Not surprising, as a former football player, Mr. Shulman relates a lot of his business philosophy to the sport that landed him in the University of Maine's Hall of Fame.
"My upbringing was in football," he says. "And I had good coaches and those coaches were some of the best business teachers I had. There's no difference between football and business. In football you're taking 40 guys and making them work as a unit. Same at our place."
He says by empowering his employees to make decisions - all service writers are managers, for example - he makes his job different than dealers in his father's era.
"It's like football. A coach can't coach much during a game. Coaching comes when you're watching film and watching if a player makes a mistake and talking about what we can do to fix it," he says.

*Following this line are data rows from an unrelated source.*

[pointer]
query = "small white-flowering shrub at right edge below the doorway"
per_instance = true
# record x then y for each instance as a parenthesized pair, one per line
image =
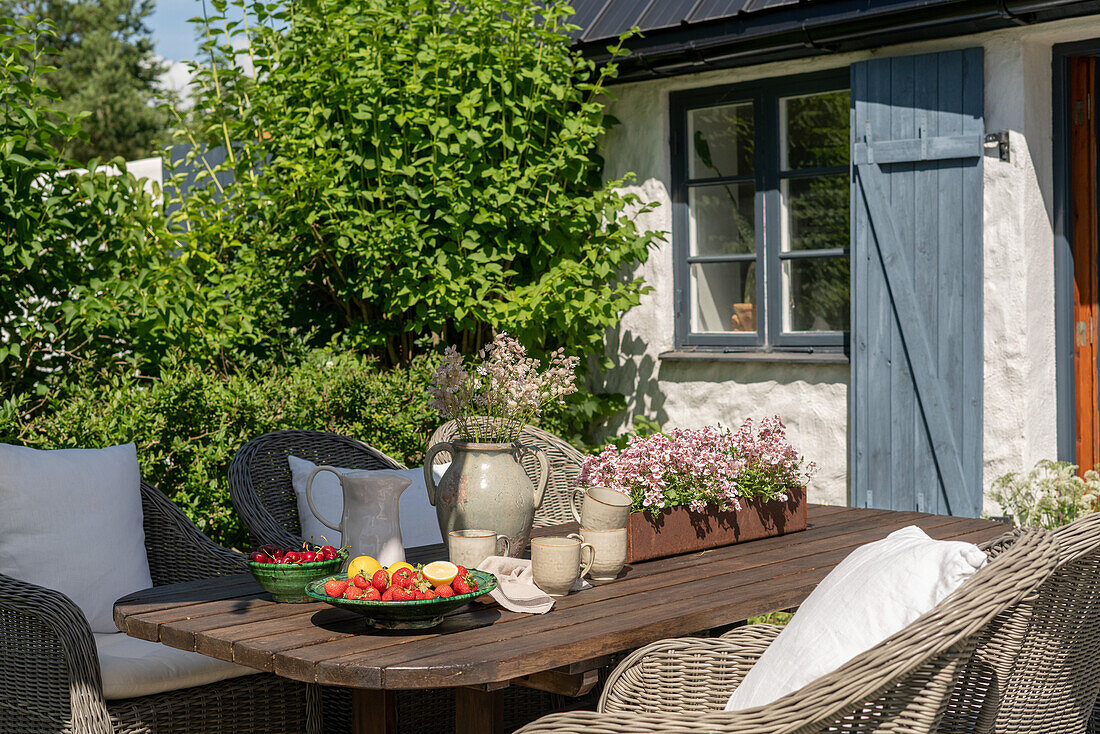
(1050, 496)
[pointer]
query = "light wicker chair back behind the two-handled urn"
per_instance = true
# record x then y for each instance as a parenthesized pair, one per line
(565, 467)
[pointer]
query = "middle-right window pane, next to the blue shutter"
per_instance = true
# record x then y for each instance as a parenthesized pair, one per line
(816, 213)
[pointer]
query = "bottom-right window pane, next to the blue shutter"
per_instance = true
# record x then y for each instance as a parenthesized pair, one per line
(816, 294)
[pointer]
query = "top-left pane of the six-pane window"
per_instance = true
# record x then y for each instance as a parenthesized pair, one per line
(721, 140)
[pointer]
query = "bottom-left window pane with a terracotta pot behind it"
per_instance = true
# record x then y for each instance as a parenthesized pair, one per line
(723, 297)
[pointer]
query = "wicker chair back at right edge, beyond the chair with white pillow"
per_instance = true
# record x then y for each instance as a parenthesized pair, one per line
(1039, 667)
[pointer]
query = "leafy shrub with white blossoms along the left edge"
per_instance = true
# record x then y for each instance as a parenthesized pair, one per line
(90, 278)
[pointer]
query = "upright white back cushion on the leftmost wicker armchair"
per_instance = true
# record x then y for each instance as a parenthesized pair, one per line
(71, 520)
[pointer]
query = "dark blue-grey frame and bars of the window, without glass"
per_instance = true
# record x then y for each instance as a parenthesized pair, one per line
(765, 95)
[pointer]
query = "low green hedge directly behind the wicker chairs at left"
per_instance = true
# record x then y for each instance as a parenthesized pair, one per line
(189, 424)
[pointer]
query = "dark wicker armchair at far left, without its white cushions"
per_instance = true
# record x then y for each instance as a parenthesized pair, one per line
(50, 678)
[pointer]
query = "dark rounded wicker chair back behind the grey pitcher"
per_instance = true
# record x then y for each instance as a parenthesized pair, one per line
(260, 478)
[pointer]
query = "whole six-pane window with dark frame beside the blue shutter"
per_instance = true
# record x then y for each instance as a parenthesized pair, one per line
(762, 214)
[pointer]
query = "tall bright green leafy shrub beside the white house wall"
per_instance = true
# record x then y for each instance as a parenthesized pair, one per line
(426, 176)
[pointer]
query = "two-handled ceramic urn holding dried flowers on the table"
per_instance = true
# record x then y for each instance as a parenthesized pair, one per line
(487, 488)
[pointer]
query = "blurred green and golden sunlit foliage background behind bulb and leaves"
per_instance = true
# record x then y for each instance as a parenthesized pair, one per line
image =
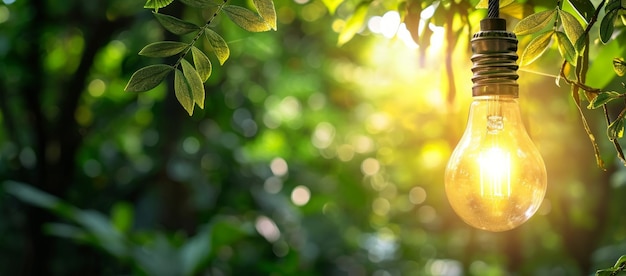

"Let's say someone here makes a mistake, maybe it wasn't even a mistake. But maybe a situation can be handled differently next time to make it better."
Another part of Mr. Shulman's vision was to make Best Chevrolet "bullet proof." By that he means to bolster the service, parts, body shop and used-car departments so that if the new-car business slips, the company still does well.
"Our service business is probably the most successful part of our company now," he says. Warranty work comprises only 20% of the business.
Best Chevrolet, which also handles Isuzu and Daewoo, sells approximately 200 new and used vehicles per month with the truck-car split about 80-20.
"Our truck business is very good," he says. "Chevrolet cars are still a challenge. I have to remind myself that dad never said it was going to be easy."
Dad is proud of his son's management abilities.
"It's one of the best run dealerships I've ever seen," says the elder Shulman.